If you were raised in a poor, predominantly white town, it would be helpful for you to understand what is actually going on in cities where perfectly normal and legal citizens of this country with varying races are simply trying to live, read: American Passage

If you were raised in a predominantly white evangelical setting and have trouble understanding the unrest by African-Americans, read: Letters to a Birmingham Jail

If you were raised in the north or the south, and are sure you aren't racist, read: The Warmth of Other Suns 

If you went to college pre-1990 and can't figure out why Millennials care so much about the cost of higher education, read: Paying the Price.

If you were raised in a home where your parent's income was considered Upper Middle Class or above, read: White Trash

If you were raised in a home where welfare, food stamps, and the food pantry was where you or your friends got food from, read: Bobos in Paradise

If you were raised in a home that leaned liberal or leaned conservative, but what you see happening today doesn't reflect what you were raised to believe, read: Strangers in their Own Land.

If you are a pacifist or think all war is unjust, read The Heart and the Fist.

If no one in your immediate family has been deployed, read Tribe.

None of these books solve the crisis of divide at hand here, but they do give us a small glimpse into what "the other side" might be thinking or processing or what has bolstered their belief in what's right. Rebecca Reynolds said it well in her post today on Thistle and Toad,

The beliefs of the average American are neither formed nor altered by reason. For the most part, our religion and our politics begin with affective impulses more than formal, cognitive research. What we believe about God and country is usually born in the gut, in the center of desire, nightmare, and imagination.

Many of us find our political and theological instincts early in life, then those instincts tend to interweave with a smattering of real life relationships. Over 15-years-worth of Thanksgivings, we hear that FDR destroyed America (or that he saved it). We hear praise or criticism of unions. We hear what happened to our aunts and uncles in California, or in rural Tennessee, or in Chicago as a result of legislation passed in D.C. All of these stories converge to form and then confirm a metanarrative that becomes a framework for how we interpret the entire world.

Few of us bother to fact check those metanarratives. They become too personal to vivisect. All of these beliefs have faces, because they are connected to people and situations we know.

None of us can truly understand what another person felt was at stake in this election or is at stake in the coming years, but we can certainly do our best to try. It's not as simple or cut and dried as the one-issue voters and die-hard Democrats want it to be, but none of us will grasp that if we continue to crave both "safe spaces" and "honest dialogue." The two are at complete odds with one another; there is safety in numbers, but not if all the numbers look, think, and act just like you.
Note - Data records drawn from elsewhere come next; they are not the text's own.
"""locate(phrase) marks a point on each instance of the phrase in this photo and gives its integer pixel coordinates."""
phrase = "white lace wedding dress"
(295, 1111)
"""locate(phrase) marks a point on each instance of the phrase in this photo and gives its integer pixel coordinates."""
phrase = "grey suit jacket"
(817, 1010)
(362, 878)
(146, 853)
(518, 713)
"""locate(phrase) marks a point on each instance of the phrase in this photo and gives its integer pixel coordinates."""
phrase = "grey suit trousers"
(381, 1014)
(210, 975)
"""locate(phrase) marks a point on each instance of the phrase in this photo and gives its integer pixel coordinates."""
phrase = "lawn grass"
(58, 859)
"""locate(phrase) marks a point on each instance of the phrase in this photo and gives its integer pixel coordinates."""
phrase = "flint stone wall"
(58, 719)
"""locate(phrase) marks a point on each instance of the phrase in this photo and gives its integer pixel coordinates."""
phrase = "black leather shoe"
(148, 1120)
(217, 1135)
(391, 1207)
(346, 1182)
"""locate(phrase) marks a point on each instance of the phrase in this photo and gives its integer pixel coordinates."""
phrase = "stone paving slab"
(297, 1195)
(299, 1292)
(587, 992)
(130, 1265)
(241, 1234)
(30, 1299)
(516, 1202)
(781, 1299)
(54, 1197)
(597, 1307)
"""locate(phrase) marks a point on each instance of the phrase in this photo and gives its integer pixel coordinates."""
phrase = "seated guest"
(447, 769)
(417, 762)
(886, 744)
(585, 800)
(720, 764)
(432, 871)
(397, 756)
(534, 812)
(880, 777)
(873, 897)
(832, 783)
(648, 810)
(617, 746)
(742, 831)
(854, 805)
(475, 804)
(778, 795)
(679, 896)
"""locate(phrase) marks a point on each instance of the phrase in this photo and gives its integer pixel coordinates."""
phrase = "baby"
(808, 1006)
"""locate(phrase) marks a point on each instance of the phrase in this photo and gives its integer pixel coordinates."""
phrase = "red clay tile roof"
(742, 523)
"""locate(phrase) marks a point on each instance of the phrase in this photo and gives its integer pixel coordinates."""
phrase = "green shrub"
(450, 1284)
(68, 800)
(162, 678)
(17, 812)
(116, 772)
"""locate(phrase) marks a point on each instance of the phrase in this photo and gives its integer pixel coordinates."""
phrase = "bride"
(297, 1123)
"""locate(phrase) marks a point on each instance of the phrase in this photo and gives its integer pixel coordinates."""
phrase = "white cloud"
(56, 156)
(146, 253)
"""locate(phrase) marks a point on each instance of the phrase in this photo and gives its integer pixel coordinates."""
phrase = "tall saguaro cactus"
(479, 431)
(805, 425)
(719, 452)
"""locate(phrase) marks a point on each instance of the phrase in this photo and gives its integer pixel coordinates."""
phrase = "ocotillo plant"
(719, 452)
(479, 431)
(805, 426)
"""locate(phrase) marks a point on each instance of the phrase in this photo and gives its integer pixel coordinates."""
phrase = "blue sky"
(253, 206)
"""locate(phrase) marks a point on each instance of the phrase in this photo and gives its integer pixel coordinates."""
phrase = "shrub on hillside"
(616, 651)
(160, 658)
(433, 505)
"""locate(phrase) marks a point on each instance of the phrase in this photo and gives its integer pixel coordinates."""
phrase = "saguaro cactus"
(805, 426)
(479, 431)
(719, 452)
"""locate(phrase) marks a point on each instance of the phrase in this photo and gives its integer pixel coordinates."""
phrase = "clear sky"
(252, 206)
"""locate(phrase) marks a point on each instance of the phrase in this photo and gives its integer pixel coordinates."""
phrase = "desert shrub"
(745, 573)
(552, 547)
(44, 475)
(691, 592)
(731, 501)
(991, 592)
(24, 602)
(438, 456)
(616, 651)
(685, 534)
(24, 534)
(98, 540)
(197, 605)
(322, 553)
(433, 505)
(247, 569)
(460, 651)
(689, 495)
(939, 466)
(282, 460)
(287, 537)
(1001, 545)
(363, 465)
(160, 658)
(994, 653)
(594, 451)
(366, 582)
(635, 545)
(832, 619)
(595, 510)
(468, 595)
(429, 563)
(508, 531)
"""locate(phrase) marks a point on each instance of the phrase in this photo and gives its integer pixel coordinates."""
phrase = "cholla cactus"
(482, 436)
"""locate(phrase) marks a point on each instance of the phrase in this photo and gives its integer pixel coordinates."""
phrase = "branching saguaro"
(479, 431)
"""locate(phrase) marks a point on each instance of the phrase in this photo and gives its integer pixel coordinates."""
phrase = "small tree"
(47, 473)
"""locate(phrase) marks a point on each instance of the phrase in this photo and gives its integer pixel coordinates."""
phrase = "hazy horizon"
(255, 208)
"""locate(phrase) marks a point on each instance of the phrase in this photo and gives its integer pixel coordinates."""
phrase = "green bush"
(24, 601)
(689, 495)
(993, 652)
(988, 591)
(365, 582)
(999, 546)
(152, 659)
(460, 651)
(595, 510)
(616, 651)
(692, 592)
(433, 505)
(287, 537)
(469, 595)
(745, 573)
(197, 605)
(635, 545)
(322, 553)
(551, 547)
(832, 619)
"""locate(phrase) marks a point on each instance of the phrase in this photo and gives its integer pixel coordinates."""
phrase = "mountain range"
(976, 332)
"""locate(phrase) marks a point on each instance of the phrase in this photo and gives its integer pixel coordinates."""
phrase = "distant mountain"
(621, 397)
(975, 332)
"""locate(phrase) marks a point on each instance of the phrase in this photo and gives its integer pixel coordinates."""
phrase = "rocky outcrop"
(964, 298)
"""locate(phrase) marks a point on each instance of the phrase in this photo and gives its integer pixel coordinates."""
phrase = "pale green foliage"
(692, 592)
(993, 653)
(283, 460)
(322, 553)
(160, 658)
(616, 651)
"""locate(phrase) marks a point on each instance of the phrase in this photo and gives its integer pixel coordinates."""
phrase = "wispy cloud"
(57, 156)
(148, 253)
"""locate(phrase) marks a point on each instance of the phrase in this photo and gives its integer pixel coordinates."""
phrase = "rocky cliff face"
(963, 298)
If you turn away from those who don't think like you, you simply cannot complain about the state of politics in American today, you do not have the right to choose an America that only works for you or people just like you. Chance offense or hurt, your own or others, but actually listen to someone with intent to hear them instead of listening with the intent to change their mind. There's only one who changes minds, and thank the Holy Spirit, it isn't you.